Fifty-six years ago Jacques Maritain described North America as being “at the crossroads.” Since then it has become all too clear that the majority of educational institutions have pursued the road that leads away from the quest for objective truth, objective moral standards, and especially wisdom. Rather than seeking to know the common things available to every human mind, these institutions pursue “the privacies of custom, technique, and contingent desire.” The evident — and tragic — result has been the radical fragmentation of an academic curriculum that has no genuine principle of integration. These 22 essays, however, can all be integrated by one principle. They all share in the spirit of St. Thomas Aquinas and, accordingly, they point educational institutions back to the road which leads to those common things to which man’s intellect is naturally ordered.



Religious Values at the Threshold of the Third Millennium. Volume XXXI of the Villanova University Theology Institute.  Edited by Francis A. Eigo, O.S.A. The Villanova University Press. 228 pages. No price given..

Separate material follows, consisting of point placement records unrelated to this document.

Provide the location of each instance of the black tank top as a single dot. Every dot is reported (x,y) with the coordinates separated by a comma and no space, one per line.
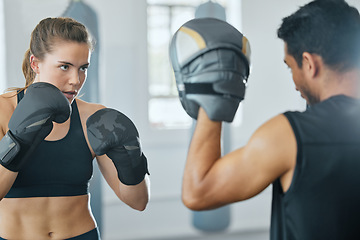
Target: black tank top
(323,199)
(57,168)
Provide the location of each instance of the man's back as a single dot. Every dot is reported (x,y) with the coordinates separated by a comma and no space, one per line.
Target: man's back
(322,201)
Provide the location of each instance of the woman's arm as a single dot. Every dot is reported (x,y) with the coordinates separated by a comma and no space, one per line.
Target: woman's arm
(135,196)
(7,177)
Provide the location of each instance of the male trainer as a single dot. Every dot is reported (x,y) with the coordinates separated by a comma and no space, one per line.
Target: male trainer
(311,158)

This collection of six essays attempts to view modern media, politics, and science in light of contemporary religious values. Of particular interest are the articles by Laura Garcia and Robert George (with W.L. Saunders) which consider politics. Garcia argues that the liberal attempt to separate radically religious values from the public domain is not only impossible practically but also indefensible theoretically. George and Saunders, who are in the camp of “conservative Catholicism,” nonetheless argue that to be a faithful Catholic is, to some extent, to transcend the present categories of “liberal” and “conservative” and is, at the same time, to be a “liberal” in the sense delineated by Pope John Paul II.



Revoking the Moral Order: The Ideology of Positivism and the Vienna Circle.  By David J. Peterson. Lexington Books. 191 pages. $50.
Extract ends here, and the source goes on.